Thanksgiving is the most American of holidays. It’s a day we reserve for remembering how good things are. That we do so underscores what the rest of the year is for: Acting on our desire for improvements.

Since the atrocities of September 11th, many Americans have wondered and worried why “they” hate us. But there’s no answer: Hatred doesn’t need reasons. Some leaders cultivate the emotion for its own sake so they can then direct it at targets of their choosing. The leaders don’t feel any hatred, only the desire for power, and recognition of who their enemies are. For Osama bin Laden and the other Taliban leaders, America is the enemy.

What makes us their enemy? Is it our prosperity? Our embrace of religious pluralism? The concept of freedom itself?

I don’t think so. More than anything else, I think we’re engaged in a battle between our plan to live in the future and their desire to live in the past.

If we have a national religion, it’s a belief in progress — that through our own efforts we can make the future better than the past. We’ve been to the moon and yearn for warp drive; the Taliban preach that everything worth knowing was written long ago. They fear us because they understand what will happen if their people start to believe in progress.

Progress is the point. Affluence is its reward, not the goal. Businesses that remember this, treating financial prudence as a means rather than an end, generally thrive. Those for which profit is the sole reason for being eventually implode from obsolescence and irrelevance.

As information technology professionals we are, or at least should be, evangelists, helping define and promote progress within our organizations. Faith in progress, even though we vary in how we envision it, is our bedrock value.

The term “vision” has been cliched by a clique of leadership consultants who disparage the hard work and discipline needed for its achievement. Nonetheless, vision — definition of what we consider to be progress — is the difference between aimless activity and purposeful action. It’s important.

Enjoy your Thanksgiving. Gorge yourself on turkey and watch football until you’re stupid.

Then, after the holiday, remember the difference between us and them: We’re agents of progress.

Vuja Dé: An experience like nothing I’ve ever seen before.

What isn’t vuja de is the e-mail I regularly receive: “Microsoft doesn’t innovate! Windows, mice, GUIs, fonts, keyboards, and the name ‘Bob’ all came from someplace else — Microsoft just repackaged them.”

It’s a perfect non-sequitur. Henry Ford didn’t invent the automobile so by the same logic, the early Ford didn’t innovate, a conclusion that’s simply wrong. Microsoft, as did Ford once upon a time, has delivered real innovation — not, for the most part with grand concepts, but in terms of features and integration. Not that all of its innovations are good ideas. For example, if I could ever figure out what Hailstorm actually is I suspect I wouldn’t like it, but I’m pretty sure it would turn out to be innovative.

Which brings us to the question of whether the open source community can be innovative. Eric Raymond, one of its more eloquent evangelists, makes a strong case in favor in his essay The Cathedral and the Bazaar.

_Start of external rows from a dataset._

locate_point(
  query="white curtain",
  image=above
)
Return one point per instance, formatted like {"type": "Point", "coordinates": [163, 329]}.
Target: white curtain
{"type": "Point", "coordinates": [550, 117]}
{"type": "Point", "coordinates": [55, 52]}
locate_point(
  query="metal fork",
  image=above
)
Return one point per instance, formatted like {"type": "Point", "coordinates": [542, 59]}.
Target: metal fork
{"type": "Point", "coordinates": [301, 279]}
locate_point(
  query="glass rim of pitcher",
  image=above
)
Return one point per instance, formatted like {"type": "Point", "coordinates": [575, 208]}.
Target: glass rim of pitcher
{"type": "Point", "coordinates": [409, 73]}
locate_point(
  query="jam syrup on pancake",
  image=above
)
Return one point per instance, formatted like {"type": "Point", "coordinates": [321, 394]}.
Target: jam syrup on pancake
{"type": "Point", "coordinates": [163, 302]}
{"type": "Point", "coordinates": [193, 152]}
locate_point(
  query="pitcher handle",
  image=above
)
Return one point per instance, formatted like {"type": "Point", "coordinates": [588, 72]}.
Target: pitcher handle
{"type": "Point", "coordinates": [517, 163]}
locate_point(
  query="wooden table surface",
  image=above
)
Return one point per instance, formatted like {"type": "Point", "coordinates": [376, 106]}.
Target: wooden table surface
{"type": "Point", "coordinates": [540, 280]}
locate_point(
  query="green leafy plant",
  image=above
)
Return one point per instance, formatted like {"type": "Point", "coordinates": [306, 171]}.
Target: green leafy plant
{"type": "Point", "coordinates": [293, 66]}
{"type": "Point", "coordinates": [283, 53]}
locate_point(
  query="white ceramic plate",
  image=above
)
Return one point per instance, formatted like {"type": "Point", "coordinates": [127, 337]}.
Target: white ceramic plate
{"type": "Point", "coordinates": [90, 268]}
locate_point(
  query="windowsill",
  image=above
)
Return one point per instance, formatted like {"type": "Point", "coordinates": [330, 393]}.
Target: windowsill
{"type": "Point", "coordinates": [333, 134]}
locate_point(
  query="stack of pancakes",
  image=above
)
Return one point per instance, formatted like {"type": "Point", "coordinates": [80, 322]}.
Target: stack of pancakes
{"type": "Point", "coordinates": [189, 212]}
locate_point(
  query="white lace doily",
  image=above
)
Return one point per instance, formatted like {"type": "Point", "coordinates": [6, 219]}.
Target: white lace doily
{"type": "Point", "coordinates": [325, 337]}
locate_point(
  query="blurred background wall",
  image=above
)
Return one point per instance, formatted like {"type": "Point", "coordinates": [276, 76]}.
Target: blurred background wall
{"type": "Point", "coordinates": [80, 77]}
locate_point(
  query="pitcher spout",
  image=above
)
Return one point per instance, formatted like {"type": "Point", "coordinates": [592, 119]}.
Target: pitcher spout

Raymond’s first premise is that “Every good work of software starts by scratching a developer’s personal itch.” Whether or not you use open source software, or even like the idea of it, Raymond is only partially right, but this statement does quite eloquently describe the scope of problems open source software can address.

To quote him further, “… too often software developers spend their days grinding away for pay at programs they neither need nor love.”

It’s a fascinating statement, suggesting that when programmers write code in exchange for pay to create value for someone else, it’s somehow a bad thing. But Raymond is looking at the wrong end of the horse. The non-tail end is what’s important in managing your company’s applications.

The open source community can create great software because its developers understand the problems they’re trying to solve in their bones, not just by reading printed specifications. This eliminates the need for the time-consuming, tedious, and usually self-defeating methodologies IT has created to figure out what business applications should do. You can use this insight to your advantage.

Want your developers to deliver great software? Get them away from their desks, out into the business where they can absorb the problems you need them to solve into their bones. Once they’re doing the actual work themselves, they’ll devise solutions far superior to what formal methodologies deliver.

They’ll have to. After all, have you ever tried to not scratch an itch?